Given a series of data, we want to make inferences about two kinds of latent variables: cluster labels and cluster parameters. The Fearnhead approach only uses particles to represent the cluster assignments, and relies on conjugate priors for the cluster parameters to get the posteriors of the cluster parameters conditional on the assignments. There are three kinds of operations you might want to do:

  1. filter one observation (get the posterior distribution of the cluster assignment after absorbing one observation). $p(z_T | x_{1:T})$. This uses only past and present data to infer the state for present data.
  2. smooth a series of observations (get the posterior distribution of the sequence of cluster assignments after a series of observation). $p(z_{1:T} | x_{1:T})$. This uses "future" data, in the sense that inferences about the state $z_k$ at $k<T$ incorporates information from future data at times $k+1:T$.
  3. predict future data or states: $p(x_{T+1} | x_{1:T})$ or $p(z_{T+1} | x_{1:T})$.

Nonparametrics

The Fearnhead approach can be used to do non-parametric clustering, where the number of clusters is unknown.
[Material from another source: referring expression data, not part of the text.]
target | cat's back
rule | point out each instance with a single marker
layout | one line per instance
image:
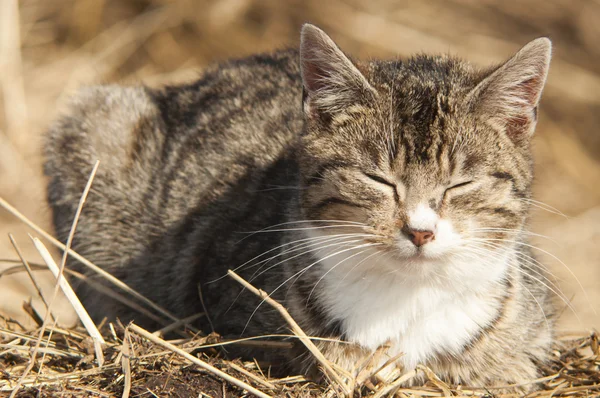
(164, 152)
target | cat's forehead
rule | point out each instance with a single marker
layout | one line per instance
(424, 75)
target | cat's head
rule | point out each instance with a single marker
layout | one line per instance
(429, 157)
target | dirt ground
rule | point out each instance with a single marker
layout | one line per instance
(50, 48)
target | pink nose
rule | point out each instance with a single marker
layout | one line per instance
(419, 237)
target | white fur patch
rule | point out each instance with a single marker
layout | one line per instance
(422, 306)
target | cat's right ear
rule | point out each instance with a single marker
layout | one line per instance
(331, 81)
(509, 97)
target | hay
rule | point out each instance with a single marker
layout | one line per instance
(49, 48)
(139, 363)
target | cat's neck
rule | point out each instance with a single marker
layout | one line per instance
(419, 316)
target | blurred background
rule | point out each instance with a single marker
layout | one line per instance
(49, 48)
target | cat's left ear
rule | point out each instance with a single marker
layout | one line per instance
(331, 81)
(509, 97)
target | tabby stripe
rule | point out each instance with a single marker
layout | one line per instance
(335, 201)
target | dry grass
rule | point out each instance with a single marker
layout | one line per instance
(48, 48)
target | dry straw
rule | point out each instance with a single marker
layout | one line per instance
(162, 41)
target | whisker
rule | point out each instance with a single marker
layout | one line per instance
(332, 268)
(309, 239)
(303, 253)
(300, 273)
(480, 252)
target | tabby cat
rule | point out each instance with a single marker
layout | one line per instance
(384, 203)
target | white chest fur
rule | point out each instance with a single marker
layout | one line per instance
(419, 319)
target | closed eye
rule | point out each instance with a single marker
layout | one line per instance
(459, 185)
(383, 181)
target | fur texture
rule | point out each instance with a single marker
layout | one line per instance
(314, 178)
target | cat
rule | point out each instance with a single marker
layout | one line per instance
(383, 203)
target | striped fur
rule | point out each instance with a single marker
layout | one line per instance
(265, 163)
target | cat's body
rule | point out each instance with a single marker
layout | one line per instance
(386, 206)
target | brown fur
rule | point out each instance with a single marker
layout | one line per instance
(225, 172)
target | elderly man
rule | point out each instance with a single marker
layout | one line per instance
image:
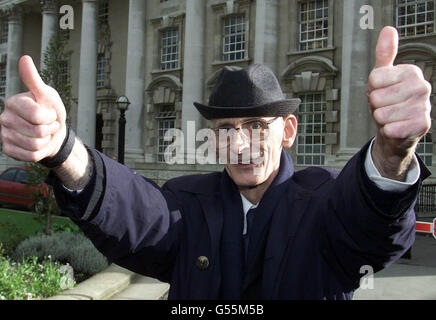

This makes the filtering/smoothing a little tricky, since the cluster labels might not be consistent across particles. So just marginalizing across the particles doesn't make sense. But that's a bridge to cross when we come to it. One possibility is to return a similarity matrix sort of thing, which is the probability that any pair of observations belongs to the same cluster. That can be marginalized over (and compared to the "correct" clustering solution).

Optimization

Putatives

There's no need to keep anything other than the putatives for the old particles. And in fact you might be able to represent the whole population more efficiently if you keep a vector of all the components and then just index into that...that might be too fiddly and not buy you too much though.

I guess the question always is, what's the problem this optimization is trying to solve? The run-away copying of vectors that causes some out of control memory use. But that's not the major bottleneck except for the really easy 1-D cases.

Refactoring filters

The filters should be re-factored into the filter itself and the propogation/resampling method.